At ten past eight, Donald plays a slow Alan Jackson tune, one even grown-ups can dance to.

Sadie is left alone for the first time since the speechifying ended, and I approach her. My heart beating so hard it seems to shake my whole body.

“Miz Dunhill?”

She turns, smiling and looking up a little. She’s tall, but I’m taller. Always was. “Yes?”

“My name is George Amberson. I wanted to tell you how much I admire you and all the good work you’ve done.”

Her smile grows a little puzzled. “Thank you, sir. I don’t recognize you, but the name seems familiar. Are you from Jodie?”

I can no longer travel in time, and I certainly can’t read minds, but I know what she’s thinking, just the same. I hear that name in my dreams.

“I am, and I’m not.” And before she can pursue it: “May I ask what sparked your interest in public service?”

Her smile is now just a lingering ghost around the corners of her mouth. “And you want to know because—?”

“Was it the assassination? The Kennedy assassination?”
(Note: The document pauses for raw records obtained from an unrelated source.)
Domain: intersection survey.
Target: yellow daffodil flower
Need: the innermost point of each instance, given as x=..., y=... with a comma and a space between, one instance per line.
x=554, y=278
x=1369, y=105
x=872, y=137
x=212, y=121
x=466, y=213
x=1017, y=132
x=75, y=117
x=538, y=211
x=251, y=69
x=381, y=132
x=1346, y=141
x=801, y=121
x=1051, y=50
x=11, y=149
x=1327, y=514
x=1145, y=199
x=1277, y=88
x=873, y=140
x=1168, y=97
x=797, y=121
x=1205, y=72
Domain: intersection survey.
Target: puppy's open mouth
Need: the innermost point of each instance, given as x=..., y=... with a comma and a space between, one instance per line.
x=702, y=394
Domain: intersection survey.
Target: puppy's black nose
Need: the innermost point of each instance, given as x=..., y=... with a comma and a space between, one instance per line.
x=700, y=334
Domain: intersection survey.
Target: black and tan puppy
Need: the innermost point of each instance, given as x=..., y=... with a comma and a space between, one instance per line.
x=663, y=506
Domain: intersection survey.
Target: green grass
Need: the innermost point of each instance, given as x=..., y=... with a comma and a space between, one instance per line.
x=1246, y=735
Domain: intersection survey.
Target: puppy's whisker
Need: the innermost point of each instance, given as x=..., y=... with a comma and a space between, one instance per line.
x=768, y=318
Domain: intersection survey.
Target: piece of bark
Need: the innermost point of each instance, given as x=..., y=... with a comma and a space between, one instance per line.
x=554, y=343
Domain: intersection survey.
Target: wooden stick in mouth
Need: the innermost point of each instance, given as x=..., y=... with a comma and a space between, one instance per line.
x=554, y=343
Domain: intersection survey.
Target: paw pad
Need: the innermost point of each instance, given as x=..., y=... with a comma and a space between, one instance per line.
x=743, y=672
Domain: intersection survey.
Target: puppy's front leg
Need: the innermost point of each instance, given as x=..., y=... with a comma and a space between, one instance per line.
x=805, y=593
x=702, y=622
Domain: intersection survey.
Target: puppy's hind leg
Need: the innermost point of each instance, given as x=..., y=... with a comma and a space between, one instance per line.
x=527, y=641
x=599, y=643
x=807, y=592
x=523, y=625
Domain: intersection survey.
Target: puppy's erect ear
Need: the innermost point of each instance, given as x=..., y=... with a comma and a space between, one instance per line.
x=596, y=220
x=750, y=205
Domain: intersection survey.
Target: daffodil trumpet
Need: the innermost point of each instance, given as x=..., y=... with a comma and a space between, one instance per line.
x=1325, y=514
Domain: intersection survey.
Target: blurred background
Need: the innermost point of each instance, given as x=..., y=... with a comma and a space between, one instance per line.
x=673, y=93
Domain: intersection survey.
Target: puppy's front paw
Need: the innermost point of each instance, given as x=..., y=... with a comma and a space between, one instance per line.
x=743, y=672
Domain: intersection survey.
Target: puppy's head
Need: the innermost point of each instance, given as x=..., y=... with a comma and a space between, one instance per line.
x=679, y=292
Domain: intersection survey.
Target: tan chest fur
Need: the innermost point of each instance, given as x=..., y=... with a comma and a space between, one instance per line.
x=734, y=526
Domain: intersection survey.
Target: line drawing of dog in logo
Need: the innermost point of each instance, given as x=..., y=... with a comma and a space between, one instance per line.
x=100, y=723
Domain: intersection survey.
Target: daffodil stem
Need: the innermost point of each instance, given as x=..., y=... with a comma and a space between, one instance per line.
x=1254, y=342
“Why . . . I guess it was, in a way. I like to think I would have gotten involved in the wider world anyway, but I suppose it started there. It left this part of Texas with . . .” Her left hand rises involuntarily toward her cheek, then drops again. “. . . such a scar. Mr. Amberson, where do I know you from? Because I do know you, I’m sure of it.”

“Can I ask another question?”

She looks at me with mounting perplexity. I glance at my watch. Eight-fourteen. Almost time. Unless Donald forgets, of course . . . and I don’t think he will. To quote some old fifties song or other, some things are just meant to be.